Interestingly, if you apply the logic from this study to human aging, you may assume that the same process could increase the lifespan of a person by nearly six years (six to 10 percent increase). However, that’s not how logic and science work. Gladyshev and his team are still not sure what caused the increase in the old mouse’s lifespan. Was it just the blood? A protein? Or some unknown molecule? 

“We don’t know exactly how this happens. It’s probably a combination of different factors that leads to the rejuvenating effect. But it’s clearly not just that an infusion of young blood rejuvenates. It’s more complex than that,” said Gladyshev.

Also, the current results are only based on a two-month follow-up period, so they don’t know if the procedure could lead to any long-term side effects in the mice. 

Moreover, the human body is much more complex than a mouse’s body. So a lot of research needs to be done before scientists start performing surgical procedures like heterochronic parabiosis to rejuvenate humans.

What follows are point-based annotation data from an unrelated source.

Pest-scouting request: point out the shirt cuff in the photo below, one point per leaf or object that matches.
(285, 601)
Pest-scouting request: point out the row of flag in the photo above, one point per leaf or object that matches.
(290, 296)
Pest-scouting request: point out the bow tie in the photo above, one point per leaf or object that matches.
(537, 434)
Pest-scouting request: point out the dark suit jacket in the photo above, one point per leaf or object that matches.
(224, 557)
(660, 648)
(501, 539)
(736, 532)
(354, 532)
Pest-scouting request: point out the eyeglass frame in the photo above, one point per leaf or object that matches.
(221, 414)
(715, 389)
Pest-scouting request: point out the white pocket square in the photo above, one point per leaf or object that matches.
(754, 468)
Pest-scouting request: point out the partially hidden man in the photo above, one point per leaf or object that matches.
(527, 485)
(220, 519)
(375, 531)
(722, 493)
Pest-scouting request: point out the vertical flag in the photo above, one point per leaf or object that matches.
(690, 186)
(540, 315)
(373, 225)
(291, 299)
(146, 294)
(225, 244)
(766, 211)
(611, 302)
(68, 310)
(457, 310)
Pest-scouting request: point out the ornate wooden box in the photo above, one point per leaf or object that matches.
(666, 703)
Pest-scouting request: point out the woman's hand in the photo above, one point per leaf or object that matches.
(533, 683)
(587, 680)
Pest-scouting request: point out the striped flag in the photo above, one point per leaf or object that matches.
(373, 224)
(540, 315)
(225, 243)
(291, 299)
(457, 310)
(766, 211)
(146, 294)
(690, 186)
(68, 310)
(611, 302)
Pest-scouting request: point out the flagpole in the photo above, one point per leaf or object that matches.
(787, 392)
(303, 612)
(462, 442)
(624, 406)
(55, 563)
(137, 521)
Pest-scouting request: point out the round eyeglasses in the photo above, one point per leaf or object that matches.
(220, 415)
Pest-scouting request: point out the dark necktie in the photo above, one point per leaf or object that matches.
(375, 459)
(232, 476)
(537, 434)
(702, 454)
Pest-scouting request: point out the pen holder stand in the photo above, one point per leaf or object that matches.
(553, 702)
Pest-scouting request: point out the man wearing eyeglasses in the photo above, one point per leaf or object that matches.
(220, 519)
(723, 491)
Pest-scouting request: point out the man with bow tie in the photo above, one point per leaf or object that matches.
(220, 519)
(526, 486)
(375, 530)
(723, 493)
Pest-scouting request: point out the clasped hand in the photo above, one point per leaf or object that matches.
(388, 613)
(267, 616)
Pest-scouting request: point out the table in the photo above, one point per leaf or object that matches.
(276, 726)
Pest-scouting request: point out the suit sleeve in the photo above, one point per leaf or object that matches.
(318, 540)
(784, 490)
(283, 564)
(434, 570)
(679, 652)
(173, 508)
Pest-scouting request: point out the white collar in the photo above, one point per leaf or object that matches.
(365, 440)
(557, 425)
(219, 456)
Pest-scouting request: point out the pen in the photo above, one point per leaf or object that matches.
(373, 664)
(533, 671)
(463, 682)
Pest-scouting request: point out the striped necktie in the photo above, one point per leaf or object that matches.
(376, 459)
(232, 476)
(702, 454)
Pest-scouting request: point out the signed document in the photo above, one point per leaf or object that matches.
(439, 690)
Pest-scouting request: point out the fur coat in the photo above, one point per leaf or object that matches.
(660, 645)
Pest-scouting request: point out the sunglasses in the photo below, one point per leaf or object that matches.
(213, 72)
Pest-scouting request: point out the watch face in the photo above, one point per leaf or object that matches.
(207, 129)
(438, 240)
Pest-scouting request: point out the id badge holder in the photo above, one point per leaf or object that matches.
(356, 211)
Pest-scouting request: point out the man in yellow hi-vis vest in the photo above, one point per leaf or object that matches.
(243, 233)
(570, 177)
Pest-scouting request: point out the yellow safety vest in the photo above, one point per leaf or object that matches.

The study is published in the journal Nature Aging.

Study Abstract:

Heterochronic parabiosis (HPB) is known for its functional rejuvenation effects across several mouse tissues. However, its impact on biological age and long-term health is unknown. Here we performed extended (3-month) HPB, followed by a 2-month detachment period of anastomosed pairs. Old detached mice exhibited improved physiological parameters and lived longer than control isochronic mice. HPB drastically reduced the epigenetic age of blood and liver based on several clock models using two independent platforms. Remarkably, this rejuvenation effect persisted even after 2 months of detachment. Transcriptomic and epigenomic profiles of anastomosed mice showed an intermediate phenotype between old and young, suggesting a global multi-omic rejuvenation effect. In addition, old HPB mice showed gene expression changes opposite to aging but akin to several lifespan-extending interventions. Altogether, we reveal that long-term HPB results in lasting epigenetic and transcriptome remodeling, culminating in the extension of life span and health span.